Any new thoughts on the sacred? on the profane?  Let's pick up a few pieces from part i, before new directions in the conversation.

Kherwara.  My home-away-from-Udai-home-away-from-home.

Considering the sacred and profane as the dual nature of human life of course has many implications. Despite being a little messy with my presentation, I absolutely hope to not misrepresent me reading onto my observations or experiences the sacred as the profane, or saying the sacred is the profane.  Just maybe, though, the sacred in the profane.  I am hoping to spend time with Sagar ji to ask about this idea, but until that gift let's do some preliminary work here.  What comes to your mind immediately when I say the sacred in the profane? More questions about what these terms really mean? Something physical and tangible?  Something distant or reminiscent?  Anything interior or individual?  For me, a personal conviction comes first:  the importance of finding beauty in simplicity.  Using the words "beauty" and "simplicity" might reveal more my romantic sympathies than really help us progress our understanding of the sacred and profane, but my intention and association of the words can easily be interchanged to read "finding the sacred in the profane."  That makes sense in most (...all...?) world religions and it fortunately is amenable with Sagar ji's comment about India.

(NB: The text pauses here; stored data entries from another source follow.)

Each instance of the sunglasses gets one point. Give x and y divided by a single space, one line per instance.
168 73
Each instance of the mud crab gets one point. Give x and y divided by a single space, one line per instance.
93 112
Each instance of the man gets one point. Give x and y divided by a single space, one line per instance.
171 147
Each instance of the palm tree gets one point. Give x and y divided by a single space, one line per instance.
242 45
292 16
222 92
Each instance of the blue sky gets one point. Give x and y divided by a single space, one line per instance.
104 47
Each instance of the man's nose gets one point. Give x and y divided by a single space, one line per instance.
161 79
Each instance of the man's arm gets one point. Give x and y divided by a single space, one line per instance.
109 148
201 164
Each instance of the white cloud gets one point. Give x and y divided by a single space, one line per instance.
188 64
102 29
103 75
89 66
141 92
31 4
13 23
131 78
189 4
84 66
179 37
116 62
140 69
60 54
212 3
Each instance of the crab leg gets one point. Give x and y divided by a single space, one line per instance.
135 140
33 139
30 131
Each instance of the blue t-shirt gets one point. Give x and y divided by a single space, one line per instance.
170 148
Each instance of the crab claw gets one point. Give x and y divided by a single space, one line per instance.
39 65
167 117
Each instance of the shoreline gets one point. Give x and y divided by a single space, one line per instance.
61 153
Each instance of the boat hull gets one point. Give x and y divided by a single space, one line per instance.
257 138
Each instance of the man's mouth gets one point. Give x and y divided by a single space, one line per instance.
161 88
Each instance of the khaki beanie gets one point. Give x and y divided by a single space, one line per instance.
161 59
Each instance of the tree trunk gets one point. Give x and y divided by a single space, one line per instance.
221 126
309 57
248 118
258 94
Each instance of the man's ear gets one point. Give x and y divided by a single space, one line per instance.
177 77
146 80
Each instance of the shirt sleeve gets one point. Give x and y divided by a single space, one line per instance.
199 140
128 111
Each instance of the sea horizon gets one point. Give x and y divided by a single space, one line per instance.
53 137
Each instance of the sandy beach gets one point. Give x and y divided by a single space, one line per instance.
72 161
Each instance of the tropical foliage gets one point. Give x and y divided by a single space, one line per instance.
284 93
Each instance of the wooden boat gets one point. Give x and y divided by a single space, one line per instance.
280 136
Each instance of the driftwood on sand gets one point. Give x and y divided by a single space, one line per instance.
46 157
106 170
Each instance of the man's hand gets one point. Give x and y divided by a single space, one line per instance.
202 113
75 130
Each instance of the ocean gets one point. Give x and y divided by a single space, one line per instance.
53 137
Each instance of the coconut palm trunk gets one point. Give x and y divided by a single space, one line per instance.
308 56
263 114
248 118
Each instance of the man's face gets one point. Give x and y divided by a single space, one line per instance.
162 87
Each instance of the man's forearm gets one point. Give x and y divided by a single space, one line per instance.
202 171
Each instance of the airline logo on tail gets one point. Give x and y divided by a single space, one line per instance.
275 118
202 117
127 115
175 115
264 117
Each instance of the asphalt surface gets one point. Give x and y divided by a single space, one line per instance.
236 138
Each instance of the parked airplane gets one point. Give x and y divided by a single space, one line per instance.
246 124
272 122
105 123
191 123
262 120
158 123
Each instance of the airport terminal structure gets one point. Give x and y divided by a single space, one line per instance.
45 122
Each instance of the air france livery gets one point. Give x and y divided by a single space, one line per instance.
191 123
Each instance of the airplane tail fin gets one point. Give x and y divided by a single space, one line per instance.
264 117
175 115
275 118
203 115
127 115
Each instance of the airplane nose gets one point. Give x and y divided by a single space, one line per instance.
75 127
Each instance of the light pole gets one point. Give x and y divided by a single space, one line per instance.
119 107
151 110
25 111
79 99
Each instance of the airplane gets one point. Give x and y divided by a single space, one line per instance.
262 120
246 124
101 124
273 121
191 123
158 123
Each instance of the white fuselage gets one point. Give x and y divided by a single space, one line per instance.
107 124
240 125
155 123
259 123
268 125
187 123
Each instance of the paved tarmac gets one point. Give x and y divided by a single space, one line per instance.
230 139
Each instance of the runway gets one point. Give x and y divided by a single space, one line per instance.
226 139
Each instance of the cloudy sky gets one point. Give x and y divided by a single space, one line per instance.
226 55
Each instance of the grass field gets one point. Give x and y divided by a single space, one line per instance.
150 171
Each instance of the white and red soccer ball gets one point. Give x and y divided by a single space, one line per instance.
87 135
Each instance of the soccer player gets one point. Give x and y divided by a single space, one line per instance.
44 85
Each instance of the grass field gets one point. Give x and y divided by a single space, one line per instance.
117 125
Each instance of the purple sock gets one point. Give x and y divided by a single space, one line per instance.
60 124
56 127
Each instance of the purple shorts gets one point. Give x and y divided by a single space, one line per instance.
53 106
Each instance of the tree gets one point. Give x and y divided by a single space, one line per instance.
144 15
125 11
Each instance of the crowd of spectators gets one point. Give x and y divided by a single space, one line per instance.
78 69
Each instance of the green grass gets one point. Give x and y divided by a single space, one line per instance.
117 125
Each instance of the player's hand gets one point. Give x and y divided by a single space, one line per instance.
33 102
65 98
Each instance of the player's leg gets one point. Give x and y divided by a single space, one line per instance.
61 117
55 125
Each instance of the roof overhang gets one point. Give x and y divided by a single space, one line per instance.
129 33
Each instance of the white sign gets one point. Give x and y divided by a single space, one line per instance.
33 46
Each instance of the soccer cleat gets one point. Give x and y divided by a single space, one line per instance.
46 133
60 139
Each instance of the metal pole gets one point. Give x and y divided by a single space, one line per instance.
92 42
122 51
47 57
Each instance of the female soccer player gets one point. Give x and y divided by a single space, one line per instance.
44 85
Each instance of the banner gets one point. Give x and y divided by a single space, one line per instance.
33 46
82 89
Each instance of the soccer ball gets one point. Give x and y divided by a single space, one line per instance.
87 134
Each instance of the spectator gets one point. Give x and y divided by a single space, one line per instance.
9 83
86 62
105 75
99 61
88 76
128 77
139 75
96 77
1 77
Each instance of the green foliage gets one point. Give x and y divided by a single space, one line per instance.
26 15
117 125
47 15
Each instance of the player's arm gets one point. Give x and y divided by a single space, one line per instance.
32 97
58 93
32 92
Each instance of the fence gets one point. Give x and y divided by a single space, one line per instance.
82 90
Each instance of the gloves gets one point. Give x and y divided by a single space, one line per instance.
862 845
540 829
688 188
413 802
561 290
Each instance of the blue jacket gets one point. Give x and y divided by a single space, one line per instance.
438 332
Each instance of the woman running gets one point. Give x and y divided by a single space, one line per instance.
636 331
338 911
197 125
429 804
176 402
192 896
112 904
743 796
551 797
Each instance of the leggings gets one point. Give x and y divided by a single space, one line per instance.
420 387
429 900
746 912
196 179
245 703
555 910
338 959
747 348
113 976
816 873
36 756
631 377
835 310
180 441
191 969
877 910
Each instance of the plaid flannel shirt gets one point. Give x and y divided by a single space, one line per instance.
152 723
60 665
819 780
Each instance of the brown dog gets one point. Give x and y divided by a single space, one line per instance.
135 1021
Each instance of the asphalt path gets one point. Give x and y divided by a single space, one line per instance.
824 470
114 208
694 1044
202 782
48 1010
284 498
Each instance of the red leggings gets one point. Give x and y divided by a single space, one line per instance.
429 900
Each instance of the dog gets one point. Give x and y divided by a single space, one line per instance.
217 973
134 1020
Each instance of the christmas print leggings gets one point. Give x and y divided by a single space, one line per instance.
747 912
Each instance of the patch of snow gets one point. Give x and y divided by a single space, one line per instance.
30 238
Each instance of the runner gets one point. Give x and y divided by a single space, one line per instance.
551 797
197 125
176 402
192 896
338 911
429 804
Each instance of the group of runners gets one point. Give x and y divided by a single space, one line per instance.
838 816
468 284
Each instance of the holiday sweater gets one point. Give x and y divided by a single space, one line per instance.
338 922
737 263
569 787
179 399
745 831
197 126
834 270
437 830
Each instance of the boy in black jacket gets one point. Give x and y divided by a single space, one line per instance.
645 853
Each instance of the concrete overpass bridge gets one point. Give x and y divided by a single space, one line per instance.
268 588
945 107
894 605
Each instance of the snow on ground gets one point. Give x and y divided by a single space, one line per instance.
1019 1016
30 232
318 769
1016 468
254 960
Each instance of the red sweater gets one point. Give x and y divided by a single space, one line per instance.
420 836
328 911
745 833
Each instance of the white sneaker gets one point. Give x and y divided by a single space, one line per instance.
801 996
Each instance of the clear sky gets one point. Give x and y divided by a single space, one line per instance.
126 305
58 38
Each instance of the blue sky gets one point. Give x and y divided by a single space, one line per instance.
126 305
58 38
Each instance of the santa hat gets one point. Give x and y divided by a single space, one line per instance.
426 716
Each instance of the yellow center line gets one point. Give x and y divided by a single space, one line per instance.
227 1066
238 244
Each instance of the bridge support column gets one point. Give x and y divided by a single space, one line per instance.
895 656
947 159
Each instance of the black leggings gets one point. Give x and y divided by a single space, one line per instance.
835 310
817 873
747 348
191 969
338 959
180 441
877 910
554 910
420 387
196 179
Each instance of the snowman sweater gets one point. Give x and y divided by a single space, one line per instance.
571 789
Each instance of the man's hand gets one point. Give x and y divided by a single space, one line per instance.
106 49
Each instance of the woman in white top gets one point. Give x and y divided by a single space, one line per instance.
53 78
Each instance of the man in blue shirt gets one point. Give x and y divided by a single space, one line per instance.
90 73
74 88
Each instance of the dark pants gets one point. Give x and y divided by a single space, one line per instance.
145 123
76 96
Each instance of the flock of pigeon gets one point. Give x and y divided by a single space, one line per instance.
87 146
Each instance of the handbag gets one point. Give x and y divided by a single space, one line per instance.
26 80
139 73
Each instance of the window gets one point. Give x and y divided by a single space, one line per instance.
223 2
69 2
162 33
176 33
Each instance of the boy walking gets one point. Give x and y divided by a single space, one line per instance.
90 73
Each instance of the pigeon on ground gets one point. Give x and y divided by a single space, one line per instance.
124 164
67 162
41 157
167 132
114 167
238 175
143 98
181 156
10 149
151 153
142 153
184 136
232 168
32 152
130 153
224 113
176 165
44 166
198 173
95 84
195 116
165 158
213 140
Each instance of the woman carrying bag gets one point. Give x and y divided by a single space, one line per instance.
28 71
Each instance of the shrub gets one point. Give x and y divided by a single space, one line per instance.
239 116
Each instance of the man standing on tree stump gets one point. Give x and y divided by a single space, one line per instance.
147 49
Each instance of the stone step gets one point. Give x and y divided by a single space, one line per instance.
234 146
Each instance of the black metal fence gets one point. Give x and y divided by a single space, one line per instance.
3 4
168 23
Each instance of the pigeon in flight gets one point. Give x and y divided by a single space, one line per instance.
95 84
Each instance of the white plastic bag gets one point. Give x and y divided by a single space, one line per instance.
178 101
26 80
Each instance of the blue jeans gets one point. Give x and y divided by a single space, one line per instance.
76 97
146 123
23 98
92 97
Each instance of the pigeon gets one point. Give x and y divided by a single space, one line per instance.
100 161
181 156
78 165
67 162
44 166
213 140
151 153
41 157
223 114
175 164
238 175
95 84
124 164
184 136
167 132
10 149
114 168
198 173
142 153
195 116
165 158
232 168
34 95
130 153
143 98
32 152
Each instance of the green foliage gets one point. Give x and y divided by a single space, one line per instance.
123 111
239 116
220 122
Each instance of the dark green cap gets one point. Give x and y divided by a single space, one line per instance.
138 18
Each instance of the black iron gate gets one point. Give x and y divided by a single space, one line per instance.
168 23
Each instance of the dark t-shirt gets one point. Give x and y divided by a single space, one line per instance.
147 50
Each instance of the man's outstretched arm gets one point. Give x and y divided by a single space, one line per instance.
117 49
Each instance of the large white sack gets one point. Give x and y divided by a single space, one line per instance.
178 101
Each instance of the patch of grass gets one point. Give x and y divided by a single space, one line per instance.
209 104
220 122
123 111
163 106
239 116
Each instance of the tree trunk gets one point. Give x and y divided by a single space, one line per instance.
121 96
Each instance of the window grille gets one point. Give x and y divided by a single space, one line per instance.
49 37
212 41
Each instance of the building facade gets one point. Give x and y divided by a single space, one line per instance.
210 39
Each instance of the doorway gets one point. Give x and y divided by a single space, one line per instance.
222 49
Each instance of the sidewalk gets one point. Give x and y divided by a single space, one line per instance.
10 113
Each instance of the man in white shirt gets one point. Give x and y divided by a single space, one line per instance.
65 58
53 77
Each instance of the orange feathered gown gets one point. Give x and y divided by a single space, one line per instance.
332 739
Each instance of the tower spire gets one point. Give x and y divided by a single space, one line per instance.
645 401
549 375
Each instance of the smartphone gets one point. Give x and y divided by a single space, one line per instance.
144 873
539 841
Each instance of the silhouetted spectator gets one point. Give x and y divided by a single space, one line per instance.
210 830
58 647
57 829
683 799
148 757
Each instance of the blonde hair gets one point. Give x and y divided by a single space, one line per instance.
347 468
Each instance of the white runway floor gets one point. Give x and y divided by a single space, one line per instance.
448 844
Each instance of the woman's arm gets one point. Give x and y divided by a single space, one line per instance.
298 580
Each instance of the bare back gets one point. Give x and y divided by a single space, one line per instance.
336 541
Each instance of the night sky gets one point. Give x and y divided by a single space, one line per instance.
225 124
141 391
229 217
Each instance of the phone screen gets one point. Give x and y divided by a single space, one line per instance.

My view above from the block office deck is one such moment for me.  Kherwara is a mess of a road-side civilization, and I eat it up.  There are no massive buildings, delicate concerns of urban planning, real sidewalks, demarcated road lanes, restriction of animals, divisions of welding shop and samosa stand, living room and storefront, or really complete and developing.  Technologically, architecturally, structurally, commercially, it is simple. Even more can be said about the villages I then travel to from here.  But they have become special places to me, demonstrating the >20% population Below Poverty Line numbers and the essence of survival.  I feel at ease walking down that highway, trekking Bichiwara, and especially staying with my families.

   
It's not quite a Buddhist oneness, but perhaps it is tangential.  Potentially a Whitmanesque celebration of life?  I could totally envision writing a "Leaves of Palash" or "Stalks of Rice" collection in these hills.  In this thread, the sacred definitely emerges from the profane, in the sense that I see the sacred within it.  This helps us to define the profane as everyday life -- the daily grind -- survival, ordinary, local, simple, human.  The last two terms are then an essential connection to the sacred, for it is through the human and simple that the sacred has a vessel.  But the definition for the sacred:  that's for you.  This is my necessary exit as observer and aspiring academic.  Sagar ji tells me Bhagavan, God, is sacred, the sacred, sacredness, the spirit of the sacred in everything.  My Diwali village boys tell me the sacred is Bhagavan as we go to take darshan of Shri Fateh Baba Ji.  K tells me the sacred is Hinduism, and in the same the Ramayana, Mahabharata, and the Bhagavad Gita, thus subsequently any teachings from these texts.  My observations of South Rajasthan tell me the sacred is family and tradition.  My conversations with any stranger tell me the sacred is Shaadi, marriage.  My past two months tell me the sacred is sharing.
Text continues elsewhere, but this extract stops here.